Improper use of inhaler device is a common and well-established reason for failure to achieve asthma control. Previously, however, there was no study which investigates the impact of each specific inhalation errors towards asthma outcome. The CRITical Inhaler mistaKes and Asthma (CRITIKAL) project was thus initiated to answer the pertinent question of which inhaler technique errors represent the “critical” errors which were common and negatively impacts asthma outcomes.
This is a systematic, investigative and experimental project conceived using our expertise in real-life respiratory research in-collaboration with iHARP (initiative Helping Asthma in Real-life Patients). The iHARP is an asthma review service supported by the Respiratory Effectiveness Group, which prospectively collects data from primary care practices encompassing Australia and 7 European countries. The iHARP conducts questionnaire-led and practitioner-led assessments to collect extensive information about patients’ demographic characteristics, asthma symptoms, lung function, inhaler technique, and occurrence of exacerbations.

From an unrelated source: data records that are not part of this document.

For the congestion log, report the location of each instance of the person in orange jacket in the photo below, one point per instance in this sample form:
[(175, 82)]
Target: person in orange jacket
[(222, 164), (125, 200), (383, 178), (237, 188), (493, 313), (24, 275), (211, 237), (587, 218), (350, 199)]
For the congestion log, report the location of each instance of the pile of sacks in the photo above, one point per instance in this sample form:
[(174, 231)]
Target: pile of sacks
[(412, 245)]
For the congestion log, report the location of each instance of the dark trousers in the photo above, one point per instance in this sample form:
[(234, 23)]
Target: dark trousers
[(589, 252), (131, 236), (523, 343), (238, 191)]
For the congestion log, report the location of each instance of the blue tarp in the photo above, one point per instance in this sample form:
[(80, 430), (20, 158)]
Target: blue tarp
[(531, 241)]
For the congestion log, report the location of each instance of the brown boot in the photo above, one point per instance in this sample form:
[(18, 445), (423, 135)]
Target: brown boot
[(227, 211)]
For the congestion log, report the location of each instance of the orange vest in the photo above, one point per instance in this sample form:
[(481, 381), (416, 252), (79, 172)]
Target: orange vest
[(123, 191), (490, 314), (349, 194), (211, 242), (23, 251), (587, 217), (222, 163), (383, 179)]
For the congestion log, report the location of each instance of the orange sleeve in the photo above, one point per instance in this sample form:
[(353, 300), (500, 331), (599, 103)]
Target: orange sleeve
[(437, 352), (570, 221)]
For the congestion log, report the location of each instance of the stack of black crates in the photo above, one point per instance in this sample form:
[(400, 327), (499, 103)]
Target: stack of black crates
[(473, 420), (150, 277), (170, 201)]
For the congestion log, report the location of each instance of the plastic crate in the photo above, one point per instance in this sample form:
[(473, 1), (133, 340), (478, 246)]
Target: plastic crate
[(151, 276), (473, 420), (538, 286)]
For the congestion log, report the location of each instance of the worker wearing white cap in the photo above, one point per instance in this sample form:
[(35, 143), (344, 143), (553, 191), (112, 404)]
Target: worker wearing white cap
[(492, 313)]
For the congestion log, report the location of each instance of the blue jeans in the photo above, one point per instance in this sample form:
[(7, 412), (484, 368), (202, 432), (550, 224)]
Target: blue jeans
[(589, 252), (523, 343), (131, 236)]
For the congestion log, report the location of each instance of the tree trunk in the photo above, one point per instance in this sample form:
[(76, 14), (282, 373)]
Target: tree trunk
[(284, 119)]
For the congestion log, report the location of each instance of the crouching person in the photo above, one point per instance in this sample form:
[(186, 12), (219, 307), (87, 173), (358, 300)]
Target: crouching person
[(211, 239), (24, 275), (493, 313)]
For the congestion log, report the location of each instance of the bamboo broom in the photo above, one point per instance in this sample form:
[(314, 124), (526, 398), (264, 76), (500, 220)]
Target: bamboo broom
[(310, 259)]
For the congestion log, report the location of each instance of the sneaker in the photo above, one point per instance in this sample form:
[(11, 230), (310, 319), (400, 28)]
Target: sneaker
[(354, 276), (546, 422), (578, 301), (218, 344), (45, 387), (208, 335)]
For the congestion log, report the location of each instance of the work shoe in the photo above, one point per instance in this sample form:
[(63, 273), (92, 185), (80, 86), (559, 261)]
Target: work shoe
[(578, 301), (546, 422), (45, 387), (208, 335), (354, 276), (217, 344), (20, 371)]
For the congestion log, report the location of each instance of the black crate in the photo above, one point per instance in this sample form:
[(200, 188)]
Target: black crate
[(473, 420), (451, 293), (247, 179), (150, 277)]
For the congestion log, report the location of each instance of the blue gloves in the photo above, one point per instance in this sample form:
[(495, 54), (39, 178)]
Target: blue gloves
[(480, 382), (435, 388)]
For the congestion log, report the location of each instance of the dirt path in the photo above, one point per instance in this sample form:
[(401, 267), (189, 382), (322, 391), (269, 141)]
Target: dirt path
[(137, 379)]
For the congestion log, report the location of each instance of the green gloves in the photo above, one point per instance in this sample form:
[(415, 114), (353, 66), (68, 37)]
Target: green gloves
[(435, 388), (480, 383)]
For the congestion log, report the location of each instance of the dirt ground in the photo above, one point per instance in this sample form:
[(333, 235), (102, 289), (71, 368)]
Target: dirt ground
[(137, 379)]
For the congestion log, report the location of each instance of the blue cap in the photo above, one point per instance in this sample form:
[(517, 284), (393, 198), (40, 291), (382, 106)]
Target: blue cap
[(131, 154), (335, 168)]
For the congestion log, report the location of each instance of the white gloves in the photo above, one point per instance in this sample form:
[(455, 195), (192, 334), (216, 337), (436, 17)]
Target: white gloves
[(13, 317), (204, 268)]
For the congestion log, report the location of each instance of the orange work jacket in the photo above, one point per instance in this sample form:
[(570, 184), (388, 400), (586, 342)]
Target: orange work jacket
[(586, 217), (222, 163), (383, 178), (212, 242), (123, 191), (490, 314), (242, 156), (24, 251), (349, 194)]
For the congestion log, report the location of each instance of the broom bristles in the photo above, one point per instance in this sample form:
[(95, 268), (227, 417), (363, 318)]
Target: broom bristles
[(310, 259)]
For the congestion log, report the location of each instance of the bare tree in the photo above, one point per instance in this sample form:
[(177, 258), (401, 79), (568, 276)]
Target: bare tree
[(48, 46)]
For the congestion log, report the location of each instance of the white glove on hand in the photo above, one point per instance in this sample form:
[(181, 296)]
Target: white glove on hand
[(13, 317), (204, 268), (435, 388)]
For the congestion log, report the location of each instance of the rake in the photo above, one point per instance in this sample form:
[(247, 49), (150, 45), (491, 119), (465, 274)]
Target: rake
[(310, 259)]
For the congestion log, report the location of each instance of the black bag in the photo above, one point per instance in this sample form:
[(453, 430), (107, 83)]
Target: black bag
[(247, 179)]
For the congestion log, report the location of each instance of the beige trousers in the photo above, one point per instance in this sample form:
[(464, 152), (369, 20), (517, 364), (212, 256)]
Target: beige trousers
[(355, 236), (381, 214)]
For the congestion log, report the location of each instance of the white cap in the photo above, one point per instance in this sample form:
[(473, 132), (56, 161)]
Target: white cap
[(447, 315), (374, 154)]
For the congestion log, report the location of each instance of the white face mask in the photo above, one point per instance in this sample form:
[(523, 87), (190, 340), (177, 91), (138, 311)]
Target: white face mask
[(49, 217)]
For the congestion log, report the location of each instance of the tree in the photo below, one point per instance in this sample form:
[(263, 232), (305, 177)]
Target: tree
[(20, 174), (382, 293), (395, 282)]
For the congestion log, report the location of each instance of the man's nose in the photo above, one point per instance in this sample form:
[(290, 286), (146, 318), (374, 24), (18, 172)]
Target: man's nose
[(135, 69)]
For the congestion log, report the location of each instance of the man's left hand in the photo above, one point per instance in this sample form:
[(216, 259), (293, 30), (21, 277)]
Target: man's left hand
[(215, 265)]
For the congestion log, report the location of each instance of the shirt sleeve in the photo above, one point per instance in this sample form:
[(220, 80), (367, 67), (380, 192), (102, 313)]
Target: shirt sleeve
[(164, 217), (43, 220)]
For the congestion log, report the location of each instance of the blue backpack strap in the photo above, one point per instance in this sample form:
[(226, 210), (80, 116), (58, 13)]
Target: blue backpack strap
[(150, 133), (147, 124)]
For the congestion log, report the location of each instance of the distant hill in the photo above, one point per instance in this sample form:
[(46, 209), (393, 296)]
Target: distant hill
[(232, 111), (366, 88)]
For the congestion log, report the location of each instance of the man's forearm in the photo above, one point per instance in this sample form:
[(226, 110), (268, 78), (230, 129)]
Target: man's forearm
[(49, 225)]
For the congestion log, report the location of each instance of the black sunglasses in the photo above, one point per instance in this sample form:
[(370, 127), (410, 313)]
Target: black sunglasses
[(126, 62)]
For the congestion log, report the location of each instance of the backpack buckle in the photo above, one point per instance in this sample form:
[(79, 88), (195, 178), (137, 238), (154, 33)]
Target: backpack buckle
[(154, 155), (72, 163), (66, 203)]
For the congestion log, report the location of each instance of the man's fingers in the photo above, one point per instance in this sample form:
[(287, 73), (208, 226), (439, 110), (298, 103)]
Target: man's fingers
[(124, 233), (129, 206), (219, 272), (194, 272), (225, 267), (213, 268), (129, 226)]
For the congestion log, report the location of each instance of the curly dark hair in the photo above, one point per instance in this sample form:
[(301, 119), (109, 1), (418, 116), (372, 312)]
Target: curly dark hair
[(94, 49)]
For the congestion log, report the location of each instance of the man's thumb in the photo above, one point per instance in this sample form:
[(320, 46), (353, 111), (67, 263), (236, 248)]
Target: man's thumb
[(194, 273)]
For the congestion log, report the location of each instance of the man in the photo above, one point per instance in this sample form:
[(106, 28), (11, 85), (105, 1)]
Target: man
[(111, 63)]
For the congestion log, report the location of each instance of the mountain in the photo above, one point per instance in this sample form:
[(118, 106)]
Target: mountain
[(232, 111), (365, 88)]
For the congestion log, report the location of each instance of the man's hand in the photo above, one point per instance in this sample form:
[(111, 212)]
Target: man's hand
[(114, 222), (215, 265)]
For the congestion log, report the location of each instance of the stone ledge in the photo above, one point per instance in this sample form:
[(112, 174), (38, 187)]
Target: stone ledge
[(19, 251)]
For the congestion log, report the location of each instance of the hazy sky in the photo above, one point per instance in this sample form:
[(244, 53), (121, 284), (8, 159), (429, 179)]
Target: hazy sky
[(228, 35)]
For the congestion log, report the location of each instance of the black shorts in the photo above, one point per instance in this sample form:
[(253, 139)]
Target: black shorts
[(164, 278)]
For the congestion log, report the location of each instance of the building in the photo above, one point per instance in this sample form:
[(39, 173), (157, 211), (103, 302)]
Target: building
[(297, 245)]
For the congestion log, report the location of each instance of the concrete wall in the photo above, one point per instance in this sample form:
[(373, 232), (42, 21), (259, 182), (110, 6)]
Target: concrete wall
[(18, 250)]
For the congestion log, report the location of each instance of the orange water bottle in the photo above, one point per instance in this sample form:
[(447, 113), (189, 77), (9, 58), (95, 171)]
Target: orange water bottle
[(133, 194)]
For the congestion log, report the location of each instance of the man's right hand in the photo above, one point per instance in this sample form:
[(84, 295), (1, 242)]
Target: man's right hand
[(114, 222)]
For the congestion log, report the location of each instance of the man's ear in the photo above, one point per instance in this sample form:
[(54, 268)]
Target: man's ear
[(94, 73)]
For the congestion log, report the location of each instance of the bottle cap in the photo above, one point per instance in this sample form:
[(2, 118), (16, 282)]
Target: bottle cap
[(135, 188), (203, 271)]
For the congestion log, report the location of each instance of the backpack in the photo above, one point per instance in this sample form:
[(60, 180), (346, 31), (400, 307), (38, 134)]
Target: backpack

A cross-sectional, real-life study was conducted using data collected for iHARP asthma review. More than 5000 patients with asthma who were using either dry powder inhalers (DPI) or metered-dose inhalers (MDI) for delivery of fixed-dose inhaled corticosteroid and long-acting beta-agonist was recruited. A checklist of predefined inhaler technique errors was also created with inputs from multiple respiratory experts involved in this project. Patients’ inhaler technique was assessed in reference to this checklist.
Insufficient inspiratory effort was identified as one of the critical errors among DPI users. This error was common (32-38% of users) and was observed to be associated with uncontrolled symptoms and increased exacerbation rates. Within MDI users, actuation of medication before inhalation was identified as one of the critical errors, observed in 24.9% patients and associated with uncontrolled asthma. Several other errors were also identified as critical errors.
This project is the first in the world to identify the “critical” inhaler technique errors which were frequent and associated with poor asthma outcomes. Findings from this study were published in the Journal of Allergy and Clinical Immunology: In Practice (Impact factor: 7.0). Results of this project will enable healthcare practitioners to formulate effective training strategies to reduce these critical errors.
David B. Price, Miguel Román-Rodríguez, R. Brett McQueen, Sinthia Bosnic-Anticevich, Victoria Carter, Kevin Gruffydd-Jones, John Haughney, Svein Henrichsen, Catherine Hutton, Antonio Infantino, Federico Lavorini, Lisa M. Law, Karin Lisspers, Alberto Papi, Dermot Ryan, Björn Ställberg, Thys van der Molen, Henry Chrystyn. Inhaler errors in the CRITIKAL study: type, frequency, and association with asthma outcomes. J Allergy Clin Immunol Pract 2017; 5(4): 1071-81.e9.